Dungy stuck to his tenets, and the Bucs responded with 54 wins in his six seasons. After his dismissal, Dungy finished his career with seven years on the Indianapolis sideline, averaging 12 wins per season and leading the 2006 Colts to a Super Bowl victory against the Bears and new Bucs coach Lovie Smith.
In becoming the first black head coach to win a Super Bowl, Dungy embraced his status as a role model for a new generation.
“Tony Dungy was a blueprint for me in terms of what I wanted to be and how I wanted to get there,” said Steelers coach Mike Tomlin, a Tampa Bay assistant for five seasons. “Coach Dungy understood his platform and utilized it for good. He never abused it. Looking back, I worked in a defensive mecca during my years in Tampa. I was around the guy, and all those other key guys.”
With his arms folded and his emotions under wraps, Dungy’s demeanor offered a stark contrast to his more histrionic contemporaries.
“Too often, we hear that ‘nice guys’ lack the necessary edge to achieve at the highest levels,” Falcons president and former Bucs GM Rich McKay said. “Tony Dungy puts this myth to rest.
“Tony is a gentleman and a true class act. His leadership, football acumen and passion for the game do not get the credit they deserve because of his unassuming personality and lack of self-promotion.”
In 13 seasons, Dungy was historically successful.

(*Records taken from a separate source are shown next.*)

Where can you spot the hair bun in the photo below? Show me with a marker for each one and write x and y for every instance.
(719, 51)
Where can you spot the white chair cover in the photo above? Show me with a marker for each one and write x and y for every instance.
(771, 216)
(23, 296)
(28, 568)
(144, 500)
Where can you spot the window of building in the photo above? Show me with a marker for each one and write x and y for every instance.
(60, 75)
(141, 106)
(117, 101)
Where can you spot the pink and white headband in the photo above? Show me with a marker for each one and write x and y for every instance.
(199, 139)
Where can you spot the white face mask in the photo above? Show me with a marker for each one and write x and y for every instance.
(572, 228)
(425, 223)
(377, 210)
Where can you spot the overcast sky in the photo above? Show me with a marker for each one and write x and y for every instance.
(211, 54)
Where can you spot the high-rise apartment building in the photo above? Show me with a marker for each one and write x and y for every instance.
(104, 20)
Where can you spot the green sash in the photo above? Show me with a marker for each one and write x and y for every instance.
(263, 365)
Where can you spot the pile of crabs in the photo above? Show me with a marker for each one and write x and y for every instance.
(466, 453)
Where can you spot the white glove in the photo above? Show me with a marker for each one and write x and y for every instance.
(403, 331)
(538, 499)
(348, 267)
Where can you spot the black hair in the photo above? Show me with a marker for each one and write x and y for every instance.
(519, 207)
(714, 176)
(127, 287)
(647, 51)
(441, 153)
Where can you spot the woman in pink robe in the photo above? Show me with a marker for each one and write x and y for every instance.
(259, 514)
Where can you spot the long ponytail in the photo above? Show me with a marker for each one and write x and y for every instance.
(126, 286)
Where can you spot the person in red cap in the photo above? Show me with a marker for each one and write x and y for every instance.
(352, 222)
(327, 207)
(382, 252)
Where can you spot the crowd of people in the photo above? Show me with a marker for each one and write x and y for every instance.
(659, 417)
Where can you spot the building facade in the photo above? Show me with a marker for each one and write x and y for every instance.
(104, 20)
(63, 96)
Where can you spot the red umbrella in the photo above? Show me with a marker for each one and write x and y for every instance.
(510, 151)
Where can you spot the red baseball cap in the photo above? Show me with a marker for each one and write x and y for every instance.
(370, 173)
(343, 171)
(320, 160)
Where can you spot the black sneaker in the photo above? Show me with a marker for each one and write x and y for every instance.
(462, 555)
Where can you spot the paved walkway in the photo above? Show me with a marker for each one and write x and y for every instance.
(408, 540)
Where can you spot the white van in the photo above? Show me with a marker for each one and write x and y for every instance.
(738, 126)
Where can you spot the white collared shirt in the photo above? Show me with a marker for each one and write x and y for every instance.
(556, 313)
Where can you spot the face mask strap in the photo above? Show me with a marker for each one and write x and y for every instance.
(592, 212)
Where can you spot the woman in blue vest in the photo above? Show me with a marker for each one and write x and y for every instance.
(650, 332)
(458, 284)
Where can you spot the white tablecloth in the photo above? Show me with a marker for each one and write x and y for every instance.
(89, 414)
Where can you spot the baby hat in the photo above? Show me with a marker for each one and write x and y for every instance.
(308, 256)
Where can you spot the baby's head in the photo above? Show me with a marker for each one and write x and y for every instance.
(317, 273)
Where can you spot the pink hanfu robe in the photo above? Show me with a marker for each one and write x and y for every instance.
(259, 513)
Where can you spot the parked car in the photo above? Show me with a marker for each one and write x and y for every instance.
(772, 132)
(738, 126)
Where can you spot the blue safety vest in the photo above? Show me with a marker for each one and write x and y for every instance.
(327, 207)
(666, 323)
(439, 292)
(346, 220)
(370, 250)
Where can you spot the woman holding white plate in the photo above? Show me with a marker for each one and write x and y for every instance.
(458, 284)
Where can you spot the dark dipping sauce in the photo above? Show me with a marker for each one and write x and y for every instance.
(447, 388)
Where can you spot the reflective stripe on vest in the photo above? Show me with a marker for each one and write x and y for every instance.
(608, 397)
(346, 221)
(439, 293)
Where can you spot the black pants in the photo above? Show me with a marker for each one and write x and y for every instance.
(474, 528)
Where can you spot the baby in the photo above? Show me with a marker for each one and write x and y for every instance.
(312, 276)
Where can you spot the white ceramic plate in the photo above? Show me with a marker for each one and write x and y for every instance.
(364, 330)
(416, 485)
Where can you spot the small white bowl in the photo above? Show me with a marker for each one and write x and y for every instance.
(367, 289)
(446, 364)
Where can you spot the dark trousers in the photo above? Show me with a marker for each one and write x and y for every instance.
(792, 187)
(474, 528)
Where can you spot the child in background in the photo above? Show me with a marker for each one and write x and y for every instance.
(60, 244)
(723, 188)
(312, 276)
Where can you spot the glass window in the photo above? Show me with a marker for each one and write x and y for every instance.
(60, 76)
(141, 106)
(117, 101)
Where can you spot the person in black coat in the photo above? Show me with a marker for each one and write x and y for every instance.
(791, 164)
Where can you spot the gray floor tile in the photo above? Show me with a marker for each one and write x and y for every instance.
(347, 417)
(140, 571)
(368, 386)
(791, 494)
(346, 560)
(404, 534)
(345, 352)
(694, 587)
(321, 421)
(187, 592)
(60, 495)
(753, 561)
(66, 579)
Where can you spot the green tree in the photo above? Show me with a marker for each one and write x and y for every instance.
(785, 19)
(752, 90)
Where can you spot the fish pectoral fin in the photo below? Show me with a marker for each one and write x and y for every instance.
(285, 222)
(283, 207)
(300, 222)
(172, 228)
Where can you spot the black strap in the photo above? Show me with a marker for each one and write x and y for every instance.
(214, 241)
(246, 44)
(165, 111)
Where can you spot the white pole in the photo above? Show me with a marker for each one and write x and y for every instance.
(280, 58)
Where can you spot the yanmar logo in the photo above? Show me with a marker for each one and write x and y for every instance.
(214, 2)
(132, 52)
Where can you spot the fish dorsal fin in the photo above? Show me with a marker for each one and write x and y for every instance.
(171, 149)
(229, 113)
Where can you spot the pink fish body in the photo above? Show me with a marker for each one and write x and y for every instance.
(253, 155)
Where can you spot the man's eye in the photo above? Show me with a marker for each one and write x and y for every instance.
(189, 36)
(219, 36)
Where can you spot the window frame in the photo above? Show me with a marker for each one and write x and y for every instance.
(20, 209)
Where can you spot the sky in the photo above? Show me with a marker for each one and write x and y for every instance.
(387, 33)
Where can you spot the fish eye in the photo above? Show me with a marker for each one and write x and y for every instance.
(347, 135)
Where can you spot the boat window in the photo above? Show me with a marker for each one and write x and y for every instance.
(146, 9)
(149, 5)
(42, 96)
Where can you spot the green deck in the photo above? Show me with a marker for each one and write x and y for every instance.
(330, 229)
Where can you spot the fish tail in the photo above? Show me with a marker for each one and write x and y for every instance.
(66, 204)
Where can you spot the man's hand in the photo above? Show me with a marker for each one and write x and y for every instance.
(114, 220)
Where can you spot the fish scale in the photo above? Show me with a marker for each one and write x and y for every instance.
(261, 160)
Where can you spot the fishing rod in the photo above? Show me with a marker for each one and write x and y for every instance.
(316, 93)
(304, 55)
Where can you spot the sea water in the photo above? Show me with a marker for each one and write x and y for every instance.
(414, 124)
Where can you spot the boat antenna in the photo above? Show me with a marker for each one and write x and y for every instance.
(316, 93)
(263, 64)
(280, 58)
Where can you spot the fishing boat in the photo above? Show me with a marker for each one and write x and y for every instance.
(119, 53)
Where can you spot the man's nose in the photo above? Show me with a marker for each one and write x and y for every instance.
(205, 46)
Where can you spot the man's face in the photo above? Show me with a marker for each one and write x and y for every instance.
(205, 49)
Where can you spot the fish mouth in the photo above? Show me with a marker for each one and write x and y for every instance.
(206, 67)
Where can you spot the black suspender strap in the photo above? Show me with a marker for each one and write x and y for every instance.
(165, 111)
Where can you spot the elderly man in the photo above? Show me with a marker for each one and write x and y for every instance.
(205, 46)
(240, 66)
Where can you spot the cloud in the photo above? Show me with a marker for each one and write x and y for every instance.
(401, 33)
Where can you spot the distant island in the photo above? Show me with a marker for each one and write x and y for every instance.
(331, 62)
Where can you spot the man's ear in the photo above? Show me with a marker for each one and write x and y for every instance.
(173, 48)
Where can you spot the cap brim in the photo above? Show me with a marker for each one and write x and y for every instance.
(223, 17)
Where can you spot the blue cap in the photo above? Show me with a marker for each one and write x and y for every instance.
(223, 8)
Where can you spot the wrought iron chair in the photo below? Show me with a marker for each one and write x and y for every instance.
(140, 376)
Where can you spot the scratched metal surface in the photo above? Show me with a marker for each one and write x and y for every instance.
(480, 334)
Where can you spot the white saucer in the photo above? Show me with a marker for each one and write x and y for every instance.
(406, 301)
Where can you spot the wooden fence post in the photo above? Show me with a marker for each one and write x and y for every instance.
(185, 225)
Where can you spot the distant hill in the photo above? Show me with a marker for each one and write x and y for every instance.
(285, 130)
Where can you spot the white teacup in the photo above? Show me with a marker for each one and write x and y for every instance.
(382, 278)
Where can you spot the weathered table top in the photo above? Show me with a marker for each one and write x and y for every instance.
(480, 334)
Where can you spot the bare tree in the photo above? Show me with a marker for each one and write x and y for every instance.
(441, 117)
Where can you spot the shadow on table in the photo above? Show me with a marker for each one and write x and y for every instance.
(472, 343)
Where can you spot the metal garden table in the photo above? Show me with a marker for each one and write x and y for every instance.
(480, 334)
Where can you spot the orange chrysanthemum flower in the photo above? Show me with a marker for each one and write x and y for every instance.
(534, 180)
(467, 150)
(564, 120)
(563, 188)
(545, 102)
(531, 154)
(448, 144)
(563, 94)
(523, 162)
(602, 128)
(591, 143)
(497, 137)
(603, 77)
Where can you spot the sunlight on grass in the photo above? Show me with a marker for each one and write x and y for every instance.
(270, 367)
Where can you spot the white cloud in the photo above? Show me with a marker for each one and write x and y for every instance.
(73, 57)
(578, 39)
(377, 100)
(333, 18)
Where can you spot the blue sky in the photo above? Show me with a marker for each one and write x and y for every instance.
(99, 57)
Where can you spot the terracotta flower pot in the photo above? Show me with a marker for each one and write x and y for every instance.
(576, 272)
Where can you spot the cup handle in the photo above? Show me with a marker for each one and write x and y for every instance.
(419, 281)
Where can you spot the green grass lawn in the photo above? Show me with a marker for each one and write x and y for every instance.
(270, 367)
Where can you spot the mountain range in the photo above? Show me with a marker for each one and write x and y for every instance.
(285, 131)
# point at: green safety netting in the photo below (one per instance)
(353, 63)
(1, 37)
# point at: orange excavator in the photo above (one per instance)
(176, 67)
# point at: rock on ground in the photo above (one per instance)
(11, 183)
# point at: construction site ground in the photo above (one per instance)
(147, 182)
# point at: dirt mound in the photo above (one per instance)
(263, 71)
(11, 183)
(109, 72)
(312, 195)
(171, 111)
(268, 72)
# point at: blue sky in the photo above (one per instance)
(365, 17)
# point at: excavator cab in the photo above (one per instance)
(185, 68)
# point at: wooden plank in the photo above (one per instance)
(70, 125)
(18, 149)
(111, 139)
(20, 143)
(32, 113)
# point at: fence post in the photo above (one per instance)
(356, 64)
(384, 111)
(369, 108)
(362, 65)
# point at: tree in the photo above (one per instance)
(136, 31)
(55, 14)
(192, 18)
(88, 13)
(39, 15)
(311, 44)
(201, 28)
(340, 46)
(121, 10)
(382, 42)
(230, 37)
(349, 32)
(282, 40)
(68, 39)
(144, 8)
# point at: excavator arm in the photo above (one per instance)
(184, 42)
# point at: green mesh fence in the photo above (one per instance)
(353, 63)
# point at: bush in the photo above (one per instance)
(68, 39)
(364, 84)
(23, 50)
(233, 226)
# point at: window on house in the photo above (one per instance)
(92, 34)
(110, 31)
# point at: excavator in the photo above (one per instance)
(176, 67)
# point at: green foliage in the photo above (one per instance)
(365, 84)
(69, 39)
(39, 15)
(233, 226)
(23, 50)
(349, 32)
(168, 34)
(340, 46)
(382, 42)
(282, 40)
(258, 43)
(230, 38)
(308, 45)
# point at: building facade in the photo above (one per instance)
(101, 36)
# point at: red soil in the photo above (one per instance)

Dungy’s career winning percentage (.668) ranks sixth all-time among NFL coaches with at least 100 regular-season victories. The five men ahead of him — Madden, George Allen, George Halas, Don Shula and Paul Brown — are in the Hall.
Dungy’s teams made the playoffs in each of his final 10 seasons, an NFL-record streak for head coaches, and his career average of 10.7 wins per season is the best in league history for coaches with at least four years of experience.
“First, I always think about Tony Dungy the man,” Hall of Fame coach Joe Gibbs said. “As a person, he is awesome. Second, he had a way about him. His teams looked a certain way and they played a certain way.
“You knew on defense they were going to be solid. He worked his way up and when he got there, he handled everything with such class. It’s hard to think of someone who had a better command of the game.”
Editor’s note: Tribune staff writer Ira Kaufman is the Tampa Bay representative on the Pro Football Hall of Fame Selection Committee.